TWO DREAMS, a cliché - DREAM ONE








I was cast to be a minor role in a local community theater version of something very similar to “Pippin” though not “Pippin”, exactly. I had decided to not study the role, having seen the Broadway production recently, and felt secure enough in my ability to improvise to be able to provide at least a capable stand in for someone who cared. On opening night, the curtain rose, I mouthed a few bits of chorus work, other cast members looking at me with crossed eyes. I went backstage to have a drink and read, and while doing so I apparently lost track of time, being literally pulled on-stage to handle a scene with was presumed to be my father (played by a man who had the stature of Tim Curry and the face of Tommy Lee Jones with a beard). He spoke a line to me, which I was supposed to answer, but had no easy answer to respond. The crowd went silent and the hybrid father looked at me, with eyes that screamed “don’t fuck this up, man”. I continued to fuck it up for at least five minutes, spitting something out that sounded like “but, dad…I thought you wanted the duck”.

Eventually, another extra came out in a burlesque dress and started up what was supposed to happen, by way of a narration or “explanation” of what had just occurred.

I had, apparently, been overcome with the notion of my becoming a king that I was speechless and not thinking straight.

I was hurried offstage and given a good talking to by a really withered Andrea Martin, who I recognized from seeing her on a trapeze when I say “Pippin” earlier this year. She smacked me and pointed a boney finger in my face, telling me that I was doing everyone who had worked so hard a complete disservice and should be ashamed of myself.

Having always loved Andrea Martin in my youth, and being subsequently amazed by her performance earlier on a trapeze, I was shocked enough to try to read the script and learn a few upcoming lines.

Those lines came and went, with other side players taking my place, while backstage I could hear the audience growing restless and uncomfortable.

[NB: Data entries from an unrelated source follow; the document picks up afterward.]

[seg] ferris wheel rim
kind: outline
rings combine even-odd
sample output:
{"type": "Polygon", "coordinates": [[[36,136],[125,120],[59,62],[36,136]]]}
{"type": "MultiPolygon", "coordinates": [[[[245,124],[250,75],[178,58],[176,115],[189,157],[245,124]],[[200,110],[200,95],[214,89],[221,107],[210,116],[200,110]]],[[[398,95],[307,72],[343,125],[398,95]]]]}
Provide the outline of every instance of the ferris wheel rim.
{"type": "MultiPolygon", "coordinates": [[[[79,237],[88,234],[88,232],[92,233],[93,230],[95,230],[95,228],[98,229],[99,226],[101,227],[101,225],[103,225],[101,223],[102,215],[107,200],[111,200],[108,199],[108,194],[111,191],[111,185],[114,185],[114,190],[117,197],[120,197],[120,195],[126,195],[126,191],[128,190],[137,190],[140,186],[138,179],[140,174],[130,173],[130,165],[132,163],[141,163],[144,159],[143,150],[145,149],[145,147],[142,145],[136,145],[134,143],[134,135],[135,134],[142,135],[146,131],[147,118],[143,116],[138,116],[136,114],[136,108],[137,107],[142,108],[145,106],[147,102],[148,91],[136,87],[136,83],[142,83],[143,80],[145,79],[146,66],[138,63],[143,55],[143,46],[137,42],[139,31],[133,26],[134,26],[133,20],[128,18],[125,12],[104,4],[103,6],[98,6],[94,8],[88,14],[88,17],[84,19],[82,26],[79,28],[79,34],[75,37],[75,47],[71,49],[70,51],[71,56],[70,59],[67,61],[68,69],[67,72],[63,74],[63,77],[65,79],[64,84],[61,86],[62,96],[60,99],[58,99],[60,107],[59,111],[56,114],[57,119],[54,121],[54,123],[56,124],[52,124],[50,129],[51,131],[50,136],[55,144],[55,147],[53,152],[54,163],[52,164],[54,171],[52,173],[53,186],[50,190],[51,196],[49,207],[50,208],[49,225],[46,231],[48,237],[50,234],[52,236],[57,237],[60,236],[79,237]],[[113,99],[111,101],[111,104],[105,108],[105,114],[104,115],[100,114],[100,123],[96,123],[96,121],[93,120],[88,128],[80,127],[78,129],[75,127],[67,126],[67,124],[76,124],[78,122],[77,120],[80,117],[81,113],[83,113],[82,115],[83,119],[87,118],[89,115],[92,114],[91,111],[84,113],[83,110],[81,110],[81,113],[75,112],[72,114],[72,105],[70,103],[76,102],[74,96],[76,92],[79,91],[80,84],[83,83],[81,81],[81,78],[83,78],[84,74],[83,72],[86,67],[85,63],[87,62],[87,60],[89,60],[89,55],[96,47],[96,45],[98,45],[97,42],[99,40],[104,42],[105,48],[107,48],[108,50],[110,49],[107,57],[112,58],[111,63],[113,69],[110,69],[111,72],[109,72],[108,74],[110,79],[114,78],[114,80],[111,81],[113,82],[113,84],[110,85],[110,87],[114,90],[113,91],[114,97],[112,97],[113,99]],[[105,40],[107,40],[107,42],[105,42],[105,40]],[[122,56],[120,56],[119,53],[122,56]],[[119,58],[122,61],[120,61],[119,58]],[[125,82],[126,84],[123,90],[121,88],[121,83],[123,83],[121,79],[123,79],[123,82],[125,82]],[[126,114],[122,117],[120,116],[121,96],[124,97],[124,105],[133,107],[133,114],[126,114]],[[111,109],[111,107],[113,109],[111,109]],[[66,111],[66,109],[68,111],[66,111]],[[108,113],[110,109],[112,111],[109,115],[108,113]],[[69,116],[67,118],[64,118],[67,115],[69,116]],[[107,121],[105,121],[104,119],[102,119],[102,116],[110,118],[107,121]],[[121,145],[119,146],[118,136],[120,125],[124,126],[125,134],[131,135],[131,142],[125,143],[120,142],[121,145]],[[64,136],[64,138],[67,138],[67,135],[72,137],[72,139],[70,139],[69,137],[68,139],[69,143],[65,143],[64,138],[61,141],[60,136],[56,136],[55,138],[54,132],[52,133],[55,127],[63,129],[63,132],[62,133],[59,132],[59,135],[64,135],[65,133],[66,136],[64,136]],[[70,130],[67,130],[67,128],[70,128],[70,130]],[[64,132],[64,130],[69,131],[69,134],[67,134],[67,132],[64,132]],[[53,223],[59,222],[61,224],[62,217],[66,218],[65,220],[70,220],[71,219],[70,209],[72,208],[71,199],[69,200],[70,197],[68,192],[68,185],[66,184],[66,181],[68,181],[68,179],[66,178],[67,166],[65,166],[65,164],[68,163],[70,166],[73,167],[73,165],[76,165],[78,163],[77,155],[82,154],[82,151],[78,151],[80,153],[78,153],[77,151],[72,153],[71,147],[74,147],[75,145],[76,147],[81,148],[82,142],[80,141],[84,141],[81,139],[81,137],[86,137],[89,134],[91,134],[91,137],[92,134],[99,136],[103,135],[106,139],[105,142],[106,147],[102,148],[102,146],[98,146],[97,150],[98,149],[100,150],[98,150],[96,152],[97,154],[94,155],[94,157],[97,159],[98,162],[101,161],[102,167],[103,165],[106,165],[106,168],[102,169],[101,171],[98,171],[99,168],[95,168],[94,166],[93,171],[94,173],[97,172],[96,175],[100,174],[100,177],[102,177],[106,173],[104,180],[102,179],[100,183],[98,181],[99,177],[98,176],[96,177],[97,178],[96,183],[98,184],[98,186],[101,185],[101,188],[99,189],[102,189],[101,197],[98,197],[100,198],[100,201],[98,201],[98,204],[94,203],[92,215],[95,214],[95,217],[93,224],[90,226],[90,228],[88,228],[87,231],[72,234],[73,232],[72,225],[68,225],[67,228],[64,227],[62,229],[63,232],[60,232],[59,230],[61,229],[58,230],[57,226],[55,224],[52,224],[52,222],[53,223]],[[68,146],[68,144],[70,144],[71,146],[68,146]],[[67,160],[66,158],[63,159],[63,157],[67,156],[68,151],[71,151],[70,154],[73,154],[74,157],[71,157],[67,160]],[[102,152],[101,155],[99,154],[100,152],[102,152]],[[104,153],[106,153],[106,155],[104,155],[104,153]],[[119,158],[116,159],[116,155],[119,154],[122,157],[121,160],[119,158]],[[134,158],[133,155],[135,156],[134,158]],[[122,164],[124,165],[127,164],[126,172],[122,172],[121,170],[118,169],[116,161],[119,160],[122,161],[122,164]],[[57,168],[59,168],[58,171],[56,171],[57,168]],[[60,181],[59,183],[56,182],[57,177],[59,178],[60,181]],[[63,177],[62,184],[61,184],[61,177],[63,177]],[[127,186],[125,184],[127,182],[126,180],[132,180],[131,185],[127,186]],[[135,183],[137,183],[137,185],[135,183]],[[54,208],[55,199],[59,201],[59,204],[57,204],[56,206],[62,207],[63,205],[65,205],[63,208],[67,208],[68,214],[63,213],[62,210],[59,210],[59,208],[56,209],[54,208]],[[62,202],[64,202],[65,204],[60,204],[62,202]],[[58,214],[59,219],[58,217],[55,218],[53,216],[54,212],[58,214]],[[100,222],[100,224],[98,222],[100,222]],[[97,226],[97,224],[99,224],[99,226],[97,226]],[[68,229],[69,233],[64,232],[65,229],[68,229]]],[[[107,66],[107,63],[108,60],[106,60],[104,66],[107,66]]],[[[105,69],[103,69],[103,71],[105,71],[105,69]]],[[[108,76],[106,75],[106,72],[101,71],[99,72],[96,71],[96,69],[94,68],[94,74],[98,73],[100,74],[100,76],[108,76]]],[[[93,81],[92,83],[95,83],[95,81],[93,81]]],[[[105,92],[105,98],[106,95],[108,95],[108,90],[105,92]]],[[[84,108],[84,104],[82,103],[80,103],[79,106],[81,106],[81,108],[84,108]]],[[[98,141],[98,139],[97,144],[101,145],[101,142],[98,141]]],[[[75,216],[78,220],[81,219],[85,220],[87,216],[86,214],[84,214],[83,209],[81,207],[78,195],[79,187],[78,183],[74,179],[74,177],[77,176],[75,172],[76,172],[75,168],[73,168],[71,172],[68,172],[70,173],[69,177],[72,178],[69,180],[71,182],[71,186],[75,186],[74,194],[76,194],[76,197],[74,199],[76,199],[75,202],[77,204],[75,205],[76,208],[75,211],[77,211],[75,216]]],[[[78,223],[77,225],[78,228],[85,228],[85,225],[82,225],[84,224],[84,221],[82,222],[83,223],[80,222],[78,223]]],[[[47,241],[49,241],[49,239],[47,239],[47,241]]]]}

Finally, I thought I had caught up to the point in the play where I could carry my own, knowing at least the end words to the song at the end, and with Andrea Martin dragging me onto the stage I stood there, presented next to my hybrid father, with the orchestra swelling under us, and I started to sing but nothing came out.

My hybrid father turned to me and said:  “Really? Even now?”

I croaked out a few lines about something I don’t remember and the whole cast rose up behind me, singing the right lines to the right song and all I could remember was I was shaking and the lights grew blasting and I looked out at the audience and all I could see was my mom, after the curtain call, with her not clapping at all.









I woke up with the sound of three knocks on the door, feeling embarrassed and really alone. When I went to see if anything was knocking, no one was there, no trace of a knock at all.